One headline, just one headline, engineered by the FDA for press consumption, killed the market for one of the safest and most effective herbs overnight: "The popular herbal supplement kava may be linked to serious liver injury, the Food and Drug Administration (FDA) has warned" That's all it took. Sales were halted in Switzerland, France, and Britain. And Germany is moving to make kava a prescription drug, the ultimate aim in all these countries, as well as the U.S.
This is the final blow in a long line of huffing and puffing from the FDA about the dangers of kava, an herb proven effective for alleviating anxiety and depression.
But the real kicker? The FDA admits the whole thing is still a mystery and has no idea if kava is really involved at all.

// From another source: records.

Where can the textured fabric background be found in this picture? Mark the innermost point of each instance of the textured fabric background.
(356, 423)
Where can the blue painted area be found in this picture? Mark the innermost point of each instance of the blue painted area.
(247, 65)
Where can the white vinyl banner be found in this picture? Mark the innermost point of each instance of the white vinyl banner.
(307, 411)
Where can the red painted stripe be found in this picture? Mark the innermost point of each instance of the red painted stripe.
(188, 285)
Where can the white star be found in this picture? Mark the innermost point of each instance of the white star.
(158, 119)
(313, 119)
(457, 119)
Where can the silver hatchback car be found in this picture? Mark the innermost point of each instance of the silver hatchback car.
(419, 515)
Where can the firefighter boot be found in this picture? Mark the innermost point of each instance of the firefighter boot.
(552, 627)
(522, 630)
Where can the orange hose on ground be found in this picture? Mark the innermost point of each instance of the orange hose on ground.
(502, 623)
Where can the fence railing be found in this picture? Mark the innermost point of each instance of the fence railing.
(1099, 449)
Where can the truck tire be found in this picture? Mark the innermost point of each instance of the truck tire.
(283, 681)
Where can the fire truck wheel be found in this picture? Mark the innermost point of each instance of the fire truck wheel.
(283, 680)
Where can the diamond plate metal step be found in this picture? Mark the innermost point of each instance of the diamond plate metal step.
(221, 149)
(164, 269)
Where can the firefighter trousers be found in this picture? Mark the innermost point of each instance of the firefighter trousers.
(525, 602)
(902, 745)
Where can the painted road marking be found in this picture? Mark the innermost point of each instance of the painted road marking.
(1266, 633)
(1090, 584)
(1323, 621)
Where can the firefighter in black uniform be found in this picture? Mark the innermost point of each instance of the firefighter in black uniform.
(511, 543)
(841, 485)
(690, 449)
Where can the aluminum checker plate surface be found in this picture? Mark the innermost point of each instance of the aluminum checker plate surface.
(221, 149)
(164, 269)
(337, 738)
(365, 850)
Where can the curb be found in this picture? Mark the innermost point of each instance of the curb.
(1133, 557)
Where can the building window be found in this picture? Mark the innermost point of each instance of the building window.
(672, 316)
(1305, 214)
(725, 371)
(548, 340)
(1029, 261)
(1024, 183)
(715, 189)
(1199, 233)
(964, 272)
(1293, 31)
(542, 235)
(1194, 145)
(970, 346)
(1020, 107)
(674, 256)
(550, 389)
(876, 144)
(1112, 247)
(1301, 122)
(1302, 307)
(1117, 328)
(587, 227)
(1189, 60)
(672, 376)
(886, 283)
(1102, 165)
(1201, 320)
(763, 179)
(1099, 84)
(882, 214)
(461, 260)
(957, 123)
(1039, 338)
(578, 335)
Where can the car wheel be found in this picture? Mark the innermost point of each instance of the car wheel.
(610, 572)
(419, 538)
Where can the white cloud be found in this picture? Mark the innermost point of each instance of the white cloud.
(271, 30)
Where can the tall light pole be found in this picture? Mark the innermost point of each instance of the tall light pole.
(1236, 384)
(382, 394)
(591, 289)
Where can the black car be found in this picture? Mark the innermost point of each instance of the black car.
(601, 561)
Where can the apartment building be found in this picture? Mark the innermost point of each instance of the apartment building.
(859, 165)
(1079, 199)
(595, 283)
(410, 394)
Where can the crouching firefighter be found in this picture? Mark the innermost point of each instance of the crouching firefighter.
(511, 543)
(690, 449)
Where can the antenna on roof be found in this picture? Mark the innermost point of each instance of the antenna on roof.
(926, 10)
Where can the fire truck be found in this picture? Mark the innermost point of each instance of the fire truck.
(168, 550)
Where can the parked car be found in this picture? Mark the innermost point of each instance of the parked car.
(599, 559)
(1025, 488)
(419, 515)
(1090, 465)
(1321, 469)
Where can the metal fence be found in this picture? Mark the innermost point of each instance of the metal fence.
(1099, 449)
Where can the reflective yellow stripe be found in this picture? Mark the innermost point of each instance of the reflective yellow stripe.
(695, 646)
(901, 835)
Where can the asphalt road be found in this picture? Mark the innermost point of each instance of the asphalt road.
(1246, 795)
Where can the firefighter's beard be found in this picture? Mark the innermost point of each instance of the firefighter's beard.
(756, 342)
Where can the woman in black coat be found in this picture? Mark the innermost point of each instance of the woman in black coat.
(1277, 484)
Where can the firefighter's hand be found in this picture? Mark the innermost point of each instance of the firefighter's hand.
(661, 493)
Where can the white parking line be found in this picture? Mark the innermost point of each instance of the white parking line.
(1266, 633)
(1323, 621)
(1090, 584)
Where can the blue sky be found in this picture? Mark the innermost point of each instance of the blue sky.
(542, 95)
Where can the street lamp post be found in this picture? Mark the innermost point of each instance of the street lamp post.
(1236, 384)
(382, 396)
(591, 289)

Kava, a member of the pepper family, has been used by South Sea natives for hundreds of years. In modern-day herb therapy it is used for insomnia, stress and anxiety. It works better than a psychiatrist and is a heck of a lot cheaper.
A liver reaction to kava, if it exists at all, is extremely rare. If aspirin, anti-cholesterol drugs, blood pressure medications, and antibiotics were treated with the same caution and criticism kava is receiving, they would all be taken off the market. But money talks, and the drug companies regulate the FDA, not the other way around.
If you don't drink excessively and don't have liver disease, you shouldn't worry about toxicity to kava. If the FDA has managed to scare you, then I recommend you have some liver function tests taken. When they come back normal, and you realize that kava has helped you without doing an ounce of harm, you can continue to take this excellent herb for your anxiety.
What you don't know CAN hurt you
According to a study published in The Journal of the American Medical Association, researchers reporting on the effectiveness of new drugs give short shrift to information on their safety and side effects.
Out of 192 articles giving the results of randomized drug trials that compared drugs against each other and against placebo, only about a third of the studies gave specific information about toxicity levels or the severity of side effects. Only about half spelled out details about the reactions that led patients to drop out of the trial. This is called "selective filtering."
On average, less than a third of a page was devoted to side effects and safety. The same amount of space was taken up by the listings of contributor names and institutional affiliations. Coincidence?